Penggiat Wisata Semarang, Komunitas Multilintas

Selasa, 30 Januari 2018 13:56:16
Editor : Utami Sulistiowaty | Reporter : CHC Saputro
Komunitas Penggiat Wisata Semarang. (Istimewa)

KOMUNITAS Penggiat Wisata Semarang, perkumpulan tanpa memandang gender, usia, keturunan, suku, agama dan lainnya. Multilintas.

Komunitas Penggiat Wisata Semarang merupakan perkumpulan yang universal dan multilintas. Tanpa memandang gender, usia, keturunan, suku, agama dan lainnya. Bahkan, tidak memandang warna kulit. Terpenting setiap anggota suka pariwisata dan ingin menjadikan wisata di Kota Semarang jadi gayeng. Agar Semarang eksis dan menjadi tempat wisata pilihan pelancong. Bukan hanya dilewati.

Sehingga, jangan heran kalau pas kumpul-kumpul yang hadir ada pengusaha hotel, kafe, karaoke, travel, kuliner, fotografer, jurnalis, penulis blok ataupun stakeholder yang memiliki kaitan dengan kepariwisataan.

Pertemuan yang biasanya digelar satu kali dalam sebulan ini menghadirkan narasumber berganti-ganti. Membuka cakrawala jagad wisata Semarang tahun ini Komunitas Penggiat Wisata Semarang menghadirkan Soepriyanto GS dengan panggilan karib Prie GS yang sekarang lagi ngehit dan tentunya jadi ikon Semarang di belantara Indonesia. Ulin, panggilan karib Asrida Ulinuha, sebagai organizer merasakan “kecemasan”, karena yang diundang kali ini selebritas public spreaker  Prie GS.

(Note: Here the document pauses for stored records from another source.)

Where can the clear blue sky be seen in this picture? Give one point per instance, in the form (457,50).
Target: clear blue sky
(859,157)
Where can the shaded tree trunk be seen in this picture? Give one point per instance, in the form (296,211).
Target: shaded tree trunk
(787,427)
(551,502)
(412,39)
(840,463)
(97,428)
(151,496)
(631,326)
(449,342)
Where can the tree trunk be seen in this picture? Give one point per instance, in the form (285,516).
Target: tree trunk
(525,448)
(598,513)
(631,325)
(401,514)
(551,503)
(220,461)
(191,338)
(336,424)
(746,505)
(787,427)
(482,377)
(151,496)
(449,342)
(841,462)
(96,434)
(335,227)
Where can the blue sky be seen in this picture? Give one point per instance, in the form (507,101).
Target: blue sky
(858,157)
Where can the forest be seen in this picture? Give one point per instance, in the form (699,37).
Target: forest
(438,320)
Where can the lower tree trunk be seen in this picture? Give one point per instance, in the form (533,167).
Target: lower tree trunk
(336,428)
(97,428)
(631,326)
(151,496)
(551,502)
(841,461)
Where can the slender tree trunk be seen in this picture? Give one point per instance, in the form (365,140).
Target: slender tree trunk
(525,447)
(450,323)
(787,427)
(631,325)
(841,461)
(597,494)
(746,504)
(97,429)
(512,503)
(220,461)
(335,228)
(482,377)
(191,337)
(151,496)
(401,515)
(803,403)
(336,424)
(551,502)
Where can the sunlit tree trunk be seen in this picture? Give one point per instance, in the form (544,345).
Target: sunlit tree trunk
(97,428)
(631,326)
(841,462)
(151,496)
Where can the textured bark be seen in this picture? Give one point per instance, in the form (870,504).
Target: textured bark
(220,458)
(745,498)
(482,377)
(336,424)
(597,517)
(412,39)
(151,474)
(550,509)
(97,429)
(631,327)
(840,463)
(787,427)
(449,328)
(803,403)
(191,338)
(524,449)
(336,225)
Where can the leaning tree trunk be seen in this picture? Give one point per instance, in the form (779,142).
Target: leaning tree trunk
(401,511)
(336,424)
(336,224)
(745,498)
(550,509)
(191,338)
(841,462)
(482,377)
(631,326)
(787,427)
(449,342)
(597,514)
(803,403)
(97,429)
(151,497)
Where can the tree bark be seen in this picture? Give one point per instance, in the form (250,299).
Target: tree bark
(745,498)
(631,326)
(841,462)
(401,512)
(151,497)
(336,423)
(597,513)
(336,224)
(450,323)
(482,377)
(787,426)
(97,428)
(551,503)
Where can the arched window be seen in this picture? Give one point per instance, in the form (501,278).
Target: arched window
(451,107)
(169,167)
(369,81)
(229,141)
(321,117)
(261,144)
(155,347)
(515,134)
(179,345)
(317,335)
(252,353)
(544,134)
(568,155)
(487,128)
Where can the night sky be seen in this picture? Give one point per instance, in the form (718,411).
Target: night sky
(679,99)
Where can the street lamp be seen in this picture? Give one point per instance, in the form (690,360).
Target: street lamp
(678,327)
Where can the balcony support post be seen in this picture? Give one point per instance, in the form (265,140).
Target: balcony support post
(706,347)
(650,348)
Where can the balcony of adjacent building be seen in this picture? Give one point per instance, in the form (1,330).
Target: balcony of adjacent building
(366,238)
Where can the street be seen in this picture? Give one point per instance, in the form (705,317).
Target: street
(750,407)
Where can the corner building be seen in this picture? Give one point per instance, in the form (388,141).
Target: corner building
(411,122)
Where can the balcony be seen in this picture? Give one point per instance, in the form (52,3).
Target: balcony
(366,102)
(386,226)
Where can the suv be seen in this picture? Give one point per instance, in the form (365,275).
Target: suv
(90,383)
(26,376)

Kumpul-kumpul atau Coffe Morning yang bertajuk ‘Optimisme di Tahun Wisata 2018’ ini berjalan lancar. Cair tak seserem tema yang diusung. “Lupakan judul pertemuan ini,” ujar Ulin ketika membuka obrolan pagi itu di Hotel Aston Inn, Pandaran, Semarang.

Dengan suasana yang akrab, jenaka, dan tanpa kesan menggurui Prie GS membuka jurus-jurus yang harus dimiliki, tak hanya di bidang pariwisata tetapi dijada yang lebih luas yaitu kehidupan. “Kalau mau sukses ya, harus Istiqomah,” ujar lelaki kartunis yang multitalent sambil membeberkan kiat-kiatnya.